Other Danes, noting the Queen Margrethe II had personally invited the American president and planned a state dinner in his honor, were not so charitable.

Former Danish Foreign Minister Martin Lidegaard told broadcaster TV2 that Mr. Trump’s behavior was “grotesque,” and Helle Thorning-Schmidt, a former prime minister, tweeted that Mr. Trump’s cancellation was “deeply insulting to the people of Greenland and Denmark.”

’Nasty’

Mr. Trump’s American critics caustically noted that the president had shown more respect to North Korean dictator Kim Jong-un this summer than to Denmark, a reliable ally and founding member of the NATO alliance.

Yet Mr. Trump doubled down, calling Ms. Frederiksen “nasty” for so quickly dismissing his interest in Greenland — an idea he noted that President Harry S. Truman once pursued.

“I thought it was an inappropriate statement,” he told White House reporters Wednesday. “All she had to do was say, ’No, we wouldn’t be interested.’”

He said Denmark is losing money on its stake in Greenland even as it fails to spend the full 2% of GDP on defense that is the benchmark for NATO countries.

“Denmark is losing $700 million a year with it, it doesn’t do them any good,” he said.

Located partway to Europe and in an ever-evolving Arctic region, Greenland is of strategic importance. It’s rich in minerals, including many critical to high-tech manufacture, and other resources. Though even farther away, China has expressed a deep interest in the Arctic, both as a place for economic development and as an Asia-to-Europe trade route for what Beijing has called its “Polar Silk Road.”

Mr. Trump confirmed his interest in Greenland on Sunday and said it might come up during a September stop in Copenhagen, where plans were already set for a meeting with the queen and bilateral discussions with Danish politicians and business leaders.

By Tuesday night the trip was off, with Mr. Trump abruptly announcing the cancellation on Twitter without even informing the U.S. ambassador in Copenhagen.

Many Danish people were asleep when Mr. Trump sent his online missive, though by morning they were furious.

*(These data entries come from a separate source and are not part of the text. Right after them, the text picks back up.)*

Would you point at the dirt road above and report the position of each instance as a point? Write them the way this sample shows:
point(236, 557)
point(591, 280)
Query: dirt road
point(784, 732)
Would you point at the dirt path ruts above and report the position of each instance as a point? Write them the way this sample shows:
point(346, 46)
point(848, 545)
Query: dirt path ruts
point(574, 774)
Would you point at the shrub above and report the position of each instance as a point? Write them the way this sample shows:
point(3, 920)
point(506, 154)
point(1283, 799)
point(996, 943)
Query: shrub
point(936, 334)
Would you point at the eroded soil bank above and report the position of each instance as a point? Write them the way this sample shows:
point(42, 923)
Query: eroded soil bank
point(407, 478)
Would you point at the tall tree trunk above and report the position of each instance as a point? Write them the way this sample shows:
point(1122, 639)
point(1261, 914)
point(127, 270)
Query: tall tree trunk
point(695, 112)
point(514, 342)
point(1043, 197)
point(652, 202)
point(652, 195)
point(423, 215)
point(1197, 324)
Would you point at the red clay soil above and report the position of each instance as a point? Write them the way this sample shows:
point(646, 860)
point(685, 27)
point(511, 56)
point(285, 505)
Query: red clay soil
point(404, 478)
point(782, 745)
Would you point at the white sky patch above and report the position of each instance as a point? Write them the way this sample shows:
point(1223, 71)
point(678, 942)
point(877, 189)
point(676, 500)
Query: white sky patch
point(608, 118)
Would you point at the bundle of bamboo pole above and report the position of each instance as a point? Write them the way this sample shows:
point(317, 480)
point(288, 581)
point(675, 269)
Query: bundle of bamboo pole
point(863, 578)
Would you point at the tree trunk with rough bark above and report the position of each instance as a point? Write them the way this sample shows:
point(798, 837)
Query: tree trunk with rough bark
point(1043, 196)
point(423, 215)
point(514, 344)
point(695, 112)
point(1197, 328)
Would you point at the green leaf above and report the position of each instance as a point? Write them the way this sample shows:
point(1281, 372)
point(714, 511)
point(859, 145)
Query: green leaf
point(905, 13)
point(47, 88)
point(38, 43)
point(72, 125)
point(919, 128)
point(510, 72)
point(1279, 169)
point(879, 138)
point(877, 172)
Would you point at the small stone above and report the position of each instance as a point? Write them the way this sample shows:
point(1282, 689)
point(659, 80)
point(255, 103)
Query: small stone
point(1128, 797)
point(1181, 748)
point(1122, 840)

Morten Ostergaard, leader of the Danish Social Liberal Party, said Copenhagen needs to take a broader look at its alliances.

“It shows why, more than ever, we should consider the EU countries as our closest allies. The man is incalculable,” he wrote.

Ms. Frederiksen said the snub will not affect the American-Danish relationship, yet doubled down on her opposition to selling Greenland.

“This has clearly been rejected by [Greenland Premier] Kim Kielsen, a position that I share of course,” she said.

Peter Rough, a fellow at the Hudson Institute, said the American-Danish relationship won’t be severely damaged by the spat, though both sides may have overstepped.

“Trump won the presidency at an age at which he wasn’t going to reinvent himself,” he said. “So it’s natural for him to revert to what he knows — and that is his decades in American real estate. Of course he wants to buy Greenland, one of the most strategic places in the world.”

Still, there’s no pressing reason for the U.S. to buy Greenland, he said. Denmark is a strong and reliable ally that offers the U.S. military unfettered access to the strategic Thule Air Base on Greenland, the Air Force’s northernmost base.

“At the same time, the Danes could have handled the issue more delicately,” he said.